Отступив на шаг, она всматривается в меня, как будто хочет увидеть, что у меня в голове.

— Я сама с ней посижу.

— Послушай, я больше так не могу! Ведь уже скоро год…

— Года еще не прошло! — возражает моя мать.

Я реву не переставая. Но это кончится. Потом они выйдут, и я услышу, как они ходят по кухне. Лежа в кроватке, я притаилась, не шевелю ни рукой, ни ногой. Если я двинусь, произойдет что-то нехорошее. Они выключили свет, и мне необходимо немедленно замереть, иначе что-то со мной случится. Я буду так лежать до самого утра.

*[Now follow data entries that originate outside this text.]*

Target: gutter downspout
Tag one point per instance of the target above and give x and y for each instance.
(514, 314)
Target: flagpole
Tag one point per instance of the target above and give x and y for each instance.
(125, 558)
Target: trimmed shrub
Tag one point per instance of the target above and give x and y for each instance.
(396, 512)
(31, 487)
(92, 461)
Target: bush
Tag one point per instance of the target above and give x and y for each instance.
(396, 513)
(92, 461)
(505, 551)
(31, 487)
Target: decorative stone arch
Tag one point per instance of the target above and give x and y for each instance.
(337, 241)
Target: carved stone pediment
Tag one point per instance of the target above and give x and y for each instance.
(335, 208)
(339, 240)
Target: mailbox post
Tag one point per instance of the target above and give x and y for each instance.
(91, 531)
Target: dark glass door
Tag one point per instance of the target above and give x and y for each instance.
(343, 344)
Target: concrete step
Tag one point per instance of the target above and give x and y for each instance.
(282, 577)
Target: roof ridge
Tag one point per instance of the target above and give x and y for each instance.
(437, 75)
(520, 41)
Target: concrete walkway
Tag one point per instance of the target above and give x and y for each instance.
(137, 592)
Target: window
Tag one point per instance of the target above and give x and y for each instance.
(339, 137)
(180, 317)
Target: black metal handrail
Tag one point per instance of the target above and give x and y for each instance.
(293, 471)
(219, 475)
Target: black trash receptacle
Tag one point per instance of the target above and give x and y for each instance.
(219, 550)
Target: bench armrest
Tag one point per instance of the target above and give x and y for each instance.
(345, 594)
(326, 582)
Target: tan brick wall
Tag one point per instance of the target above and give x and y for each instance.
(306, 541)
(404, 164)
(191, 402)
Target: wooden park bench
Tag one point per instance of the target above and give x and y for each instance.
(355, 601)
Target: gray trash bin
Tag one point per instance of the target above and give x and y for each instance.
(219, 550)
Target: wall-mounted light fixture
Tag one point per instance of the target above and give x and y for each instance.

Они оба в кухне. Сначала разговаривают очень тихо, и я ничего не слышу, потом громче. Ругаются, потому и громче. Однажды вечерам они говорили про того негритоса, и я все слышала. И Томми тоже слышал; я знаю, он не спал. Того негритоса поймали, и полицейский, хороший папин знакомый, бил его по лицу. Теперь его лица я не помню. Нет, помню! Я помню лицо кого-то. Он сделал что-то ужасное, и это ужасное в меня проникло, как черный деготь, который нельзя отмыть, и вот они сидят там и говорят про это. Пытаются вспомнить, что этот негритос мне сделал. Но их там не было, и им нечего вспоминать. Так они и просидят на кухне до утра, а потом до меня долетит запах кофе. Они все обсуждают, что делать, что им со мной делать, и пытаются вспомнить, что этот негритос со мною сделал.